According to professor of computer science Julie Dorsey, because graduate students are funded by individual faculty grants, having fewer faculty means fewer graduate students .
“Regardless of how Yale reached its current status, in order to remain one of the world’s top educational institutions in the long run, Yale needs to have strong departments teaching the topics that its students most want and need to study,” Dorsey said. “Computer science is fundamental to a liberal arts education.”
Spielman said he fears that without more faculty, the department will have to change the structure of the major entirely. As of now, each senior completes an individual project under the guidance of a department advisor, with whom they meet at least once a week. Each faculty member can only handle so many students, and an increase in undergraduate enrollment in the major would mean getting rid of the mentorship requirement.
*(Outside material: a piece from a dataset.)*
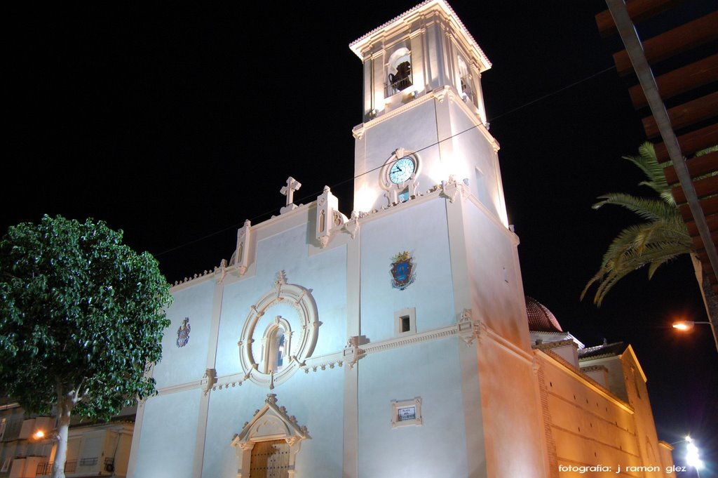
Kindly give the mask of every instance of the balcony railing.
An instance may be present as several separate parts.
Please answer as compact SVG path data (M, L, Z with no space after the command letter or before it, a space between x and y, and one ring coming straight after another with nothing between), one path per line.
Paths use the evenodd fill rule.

According to Feigenbaum, without guaranteed growth, the department may have to come up with some interesting alternatives — like the recently proposed possibility of importing Harvard’s well-known CS50 course to Yale. The joint learning experience would involve using Harvard professor David Malan’s video courses with a Yale professor supplementing his lectures.
Last semester, Yupei Guo ’17 walked into Computer Science 112 , “Introduction to Programming,” excited to see what the course had to offer. She found her answer immediately after scanning the auditorium — too many students. She ultimately decided against the course because of its overwhelming enrollment.
“You literally had to fight for a seat in the class,” Guo said. “Students were sitting in the aisles.”
At Carnegie Mellon University in Pittsburgh, Pa., sophomore Billy Matchen sat in a room with fewer than 20 other students, engaged in a computer science recitation section. CMU’s computer science department is considered one of the best in the country.
Matchen’s professor is one of almost 140 in CMU’s computer science department.
Correction: Oct. 22
A previous version of this article misstated the number of Yale College majors that fall within the top 10 ranked Best Graduate Schools by U.S. News and World Report as 15 instead of 13. The article also misrepresented computer science professor Bryan Ford’s view of the slot-limited model.